THz imaging of acute burn wounds

急性烧伤创面太赫兹成像

• 批准号: 8512614
• 负责人: WARREN S GRUNDFEST
• 金额: $ 21.2万
• 依托单位: UNIVERSITY OF CALIFORNIA LOS ANGELES
• 依托单位国家: 美国
• 财政年份: 2013
• 资助国家: 美国
• 起止时间: 2013-04-10 至 2015-03-31
• 项目状态: 已结题
• 来源: https://reporter.nih.gov/project-details/8512614
• 关键词: Acute; Animals; Area; Blood; Burn Centers; Burn injury; Calibration; Clinical; Coagulation Process; Companions; Data; Diagnosis; Dyes; Edema; Eye; Feedback; Goals; Hematoxylin and Eosin Staining Method; Hour; Hydration status; Image; Imagery; Imaging Device; Injury; Lasers; Lighting; Literature; Maps; Measurement; Measures; Methods; Modeling; Pathologic; Pathology; Photons; Rattus; Resolution; Scanning; Secondary to; Severities; Staining method; Stains; Surgeon; System; Tactile; Techniques; Thick; Tissues; Visual; Water; Work; absorption; base; blood perfusion; diagnostic accuracy; experience; heat injury; in vivo; prevent; public health relevance; research study; response; tool; wound

DESCRIPTION (provided by applicant): The goal of this proposal is to develop a tissue hydration imaging system based on THz and NIR illumination to spatially and temporally map the hydration state of burn wounds and correlate these measurements with burn severity.
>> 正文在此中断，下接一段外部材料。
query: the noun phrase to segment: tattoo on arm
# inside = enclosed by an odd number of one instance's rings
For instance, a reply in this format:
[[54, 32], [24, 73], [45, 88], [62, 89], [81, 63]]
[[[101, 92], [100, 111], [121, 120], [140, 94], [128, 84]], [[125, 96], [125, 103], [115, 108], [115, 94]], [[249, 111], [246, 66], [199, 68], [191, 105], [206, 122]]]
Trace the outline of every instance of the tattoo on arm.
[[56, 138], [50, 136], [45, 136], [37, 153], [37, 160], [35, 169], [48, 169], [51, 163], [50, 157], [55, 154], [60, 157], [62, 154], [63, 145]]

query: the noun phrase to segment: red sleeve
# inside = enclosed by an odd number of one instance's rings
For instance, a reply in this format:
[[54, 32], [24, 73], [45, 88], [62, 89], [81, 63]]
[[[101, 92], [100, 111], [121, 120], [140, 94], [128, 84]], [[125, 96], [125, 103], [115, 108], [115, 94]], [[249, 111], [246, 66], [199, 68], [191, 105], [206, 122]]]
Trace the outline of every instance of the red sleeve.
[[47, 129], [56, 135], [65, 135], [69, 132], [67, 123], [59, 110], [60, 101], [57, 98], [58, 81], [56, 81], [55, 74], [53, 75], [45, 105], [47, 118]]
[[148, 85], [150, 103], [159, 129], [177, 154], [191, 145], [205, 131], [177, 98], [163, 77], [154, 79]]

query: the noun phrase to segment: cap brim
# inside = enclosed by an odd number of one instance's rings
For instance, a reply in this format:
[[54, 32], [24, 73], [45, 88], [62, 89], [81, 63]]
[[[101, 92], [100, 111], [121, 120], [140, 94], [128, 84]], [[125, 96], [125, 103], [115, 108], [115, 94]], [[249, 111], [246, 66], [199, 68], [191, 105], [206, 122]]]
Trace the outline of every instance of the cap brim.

Burn severity is typically assessed with visual and tactile feedback from the surgeon and diagnostic accuracy varies widely based on the clinical presentation and the surgeon's experience. In a large number of burn centers complementary assessments are made by burn wound blood perfusion measured with Laser Doppler Imaging (LDI) and vital dye based systems. These techniques are based on blood perfusion and do not provide immediate assessment of burn wound severity due to the evolving response to the burn injury. This limitation prevents the use of these techniques during the first 48 hours following injury leading to a delay in optimal management. Preliminary in vivo results obtained by our group in rats suggest that hydration imaging acquired with THz and NIR illumination may provide information to non-invasively assess burn severity within the first few hours of injury. This information may allow the burn surgeon to rapidly differentiate between partial and full thickness injury. THz and NIR illumination are eye safe, have very low photon energy, and are extremely sensitive to hydration changes secondary to edema which is part of the tissue response to thermal injury. This study will begin with the construction of a scanned beam, THz imaging system capable of non-contact, imaging of a 10 cm x 10 cm square area in less than 30 seconds. A companion NIR imaging system tuned to the peak absorption wavelength of water will be developed and used for comparison. We will also provide additional information regarding wound hydration. Year 2 will encompass extensive animal work in rats (N = 20) and the capability of these imaging systems for burn severity diagnosis will be evaluated against clinical and histopathological diagnosis.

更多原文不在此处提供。